We have noted that, in market-access negotiations, reciprocity is of most value in realizing
fairness, when negotiations are confined to like sectors or sub-sectors; it becomes more difficult to assess
fairness when negotiations are more comprehensive. But in assessing fairness, a clear distinction should
at least be drawn between market-access negotiations — to which reciprocity applies — and other rulemaking issues — for which other standards of fairness are relevant. We have also noted that the
substance of supporting rules and the introduction of new rules face limits posed by the diversity that
exists among countries in their aims and conditions. Rules will only be regarded as fair if they respect the
different, but strongly-held, national preferences.
We have argued that, in the context of the global trading system, distributive equity has meaning
only in one particular sense.

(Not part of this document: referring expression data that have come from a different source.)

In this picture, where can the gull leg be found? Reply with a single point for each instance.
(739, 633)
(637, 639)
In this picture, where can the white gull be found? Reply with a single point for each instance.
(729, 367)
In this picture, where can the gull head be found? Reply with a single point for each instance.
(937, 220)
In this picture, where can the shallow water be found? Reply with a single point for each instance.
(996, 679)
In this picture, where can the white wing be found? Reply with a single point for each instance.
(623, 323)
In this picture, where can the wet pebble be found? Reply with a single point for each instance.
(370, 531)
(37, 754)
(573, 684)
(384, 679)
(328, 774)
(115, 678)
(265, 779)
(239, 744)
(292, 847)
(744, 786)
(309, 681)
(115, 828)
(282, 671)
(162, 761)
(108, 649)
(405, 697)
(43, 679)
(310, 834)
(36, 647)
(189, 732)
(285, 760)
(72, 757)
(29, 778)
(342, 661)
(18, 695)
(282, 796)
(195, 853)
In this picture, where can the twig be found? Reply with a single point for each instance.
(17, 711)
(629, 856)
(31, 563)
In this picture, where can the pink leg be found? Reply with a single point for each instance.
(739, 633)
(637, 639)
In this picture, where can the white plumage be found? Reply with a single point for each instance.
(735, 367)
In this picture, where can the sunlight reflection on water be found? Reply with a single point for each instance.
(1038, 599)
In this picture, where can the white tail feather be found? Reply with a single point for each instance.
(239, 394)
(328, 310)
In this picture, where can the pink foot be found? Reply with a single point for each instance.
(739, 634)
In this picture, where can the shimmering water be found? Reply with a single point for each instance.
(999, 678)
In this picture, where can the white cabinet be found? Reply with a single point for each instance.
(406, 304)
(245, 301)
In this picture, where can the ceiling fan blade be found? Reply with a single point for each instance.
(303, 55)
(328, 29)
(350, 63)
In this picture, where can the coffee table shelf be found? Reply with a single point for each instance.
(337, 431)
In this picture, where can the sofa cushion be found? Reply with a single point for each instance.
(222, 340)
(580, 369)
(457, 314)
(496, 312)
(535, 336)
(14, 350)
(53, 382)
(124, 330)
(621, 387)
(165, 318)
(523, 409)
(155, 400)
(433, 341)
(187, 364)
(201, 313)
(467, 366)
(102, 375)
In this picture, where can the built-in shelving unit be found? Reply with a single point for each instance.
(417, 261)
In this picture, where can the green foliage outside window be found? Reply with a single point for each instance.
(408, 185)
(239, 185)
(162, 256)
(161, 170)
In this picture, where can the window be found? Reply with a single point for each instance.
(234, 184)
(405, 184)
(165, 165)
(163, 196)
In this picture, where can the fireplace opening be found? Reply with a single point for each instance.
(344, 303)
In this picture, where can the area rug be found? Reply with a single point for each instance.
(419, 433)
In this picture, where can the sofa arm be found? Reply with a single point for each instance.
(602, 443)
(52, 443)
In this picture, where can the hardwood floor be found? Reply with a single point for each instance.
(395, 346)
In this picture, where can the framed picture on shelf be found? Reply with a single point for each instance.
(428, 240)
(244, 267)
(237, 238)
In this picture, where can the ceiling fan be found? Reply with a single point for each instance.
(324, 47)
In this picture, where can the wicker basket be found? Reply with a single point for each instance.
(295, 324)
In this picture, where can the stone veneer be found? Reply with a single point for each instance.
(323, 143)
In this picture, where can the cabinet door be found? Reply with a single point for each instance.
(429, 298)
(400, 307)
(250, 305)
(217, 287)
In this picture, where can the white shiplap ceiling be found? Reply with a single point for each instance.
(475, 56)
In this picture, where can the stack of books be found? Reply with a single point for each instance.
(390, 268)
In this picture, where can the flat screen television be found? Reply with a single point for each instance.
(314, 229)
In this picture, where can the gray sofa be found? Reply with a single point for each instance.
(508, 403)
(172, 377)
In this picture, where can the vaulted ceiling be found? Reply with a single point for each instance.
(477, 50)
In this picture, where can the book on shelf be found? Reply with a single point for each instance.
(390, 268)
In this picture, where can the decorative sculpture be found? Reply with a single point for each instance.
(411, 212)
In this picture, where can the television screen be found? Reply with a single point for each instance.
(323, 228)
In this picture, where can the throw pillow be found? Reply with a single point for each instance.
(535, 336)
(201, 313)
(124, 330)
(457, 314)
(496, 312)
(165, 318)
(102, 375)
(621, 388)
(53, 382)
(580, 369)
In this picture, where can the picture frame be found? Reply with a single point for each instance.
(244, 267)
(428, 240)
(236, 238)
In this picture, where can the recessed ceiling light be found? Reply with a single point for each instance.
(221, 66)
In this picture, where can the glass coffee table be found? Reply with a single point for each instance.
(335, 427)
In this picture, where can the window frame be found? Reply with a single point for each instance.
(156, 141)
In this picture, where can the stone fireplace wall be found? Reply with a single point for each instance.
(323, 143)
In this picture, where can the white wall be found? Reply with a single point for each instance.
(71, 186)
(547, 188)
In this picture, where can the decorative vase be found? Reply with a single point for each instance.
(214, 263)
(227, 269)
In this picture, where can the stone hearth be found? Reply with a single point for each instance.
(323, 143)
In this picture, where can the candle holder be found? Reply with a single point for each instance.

It has to be understood that the global trading system is not a vehicle for
income transfers but an arrangement for furthering mutually advantageous commercial relations among
countries. Since trade can help promote the development of the poorer countries, the relevant
consideration is the effect of the system in doing so. Distributive equity thus turns around the question of
whether the trading system gives preference to the efficient growth of production in the poorer nations
through sales in foreign or domestic markets.
At present, the bias in the trade barriers of developed countries against goods and services in
which developing countries may have a comparative advantage is only modestly offset by the nonreciprocal preferential arrangements that are in force. However, apart from those that apply to the least
developed and other mostly small and poor countries, these preferential arrangements are not likely to be
improved. Developing countries generally would, in any case, probably benefit more from a progressive
reduction in the bias in developed countries' trade barriers. If this were accompanied by the embrace of
fuller reciprocity in tariff reductions on their part, they would move into a more equal partnership with the
developed countries in the global trading system. With the rise of the large, industrially more advanced
34
countries like Brazil, China, India and South Africa as significant trading partners, that would seem the
likely course of future events anyway. But many developing countries still have great poverty and are not
going to shed their developmental status for many years. As we see it, the WTO rules should fully
recognize this status by assuring them the option to use specific developmental measures.